Breeding Location:
Open landscapes
Breeding Type:
Monogamous
Breeding Population:
Egg Color:
White to pale buff with brown and purple spots
Number of Eggs:
1
Incubation Days:
40 - 42
Egg Incubator:
Both sexes
Nest Material:
No nest materials.
Migration:
Migratory
Recommended Products:
General
White-tailed Tropicbird: A large bird, white overall with a long black bar on upperwing coverts and outer primaries. It has a black loral mask which extends through and past the eye. Bill is yellow to orange. Its long white tail streamers can be up to seventeen inches long.

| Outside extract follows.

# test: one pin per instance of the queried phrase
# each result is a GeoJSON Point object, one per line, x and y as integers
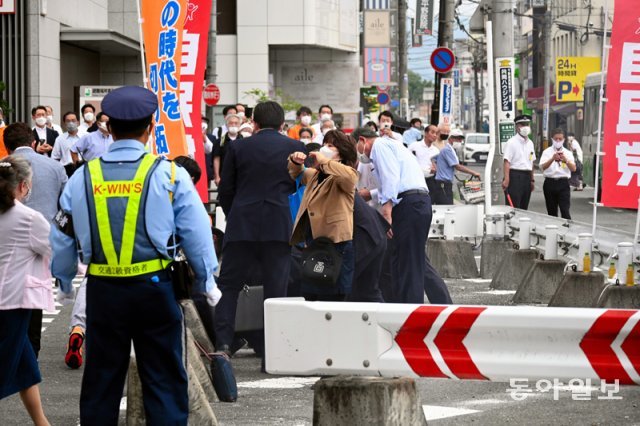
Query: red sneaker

Legs and feet are yellowish with black webbing on toes. Immatures lack tail streamers and have a fine barring on the back.
Range and Habitat
White-tailed Tropicbird: Occurs regularly off the coast of the southeastern United States and less commonly throughout the northern and eastern Gulf of Mexico and tropical eastern Atlantic and Indian Oceans. It originates from breeding colonies in Bermuda, the Bahamas, and the Greater and Lesser Antilles. There are three records of this bird in western North America (southern California and Arizona). Nest sites range from closed-canopy rain forest to barren ground.
Breeding and Nesting
White-tailed Tropicbird: A single white to pale buff egg with brown and purple spots is laid on the ground in ridges of cliffs, crevices, caves, or sheltered by grasses or bush. Incubation ranges from 40 to 42 days and is carried out by both sexes. Both parents care for and feed young.
Foraging and Feeding
White-tailed Tropicbird: This bird is pelagic and only comes ashore to breed. It eats small, surface-dwelling pelagic fish and squid by making deep vertical plunge dives into water from air for prey, catching it in its bill, and then swallowing it under water or on surface. It does not follow boats but may express interest in them as flying fish are frequently flushed into flight by moving boats therefore providing easy prey.
Vocalization
White-tailed Tropicbird: In flight, gives loud, shrill scream "keek, keck" often rapidly repeated. A call uttered less frequently by birds flying singly is a wheezy "eeh-oh" made with beak opened wide and pointed downward. Call is a guttural "squawk."
Similar Species
White-tailed Tropicbird: Adult Red-billed Tropicbird is larger with a slower wingbeat and lacks black patches on upperwing. Immature Red-billed has less distinct barring on the back. Adult Red-tailed Tropicbird also lacks the black patches on the upperwing.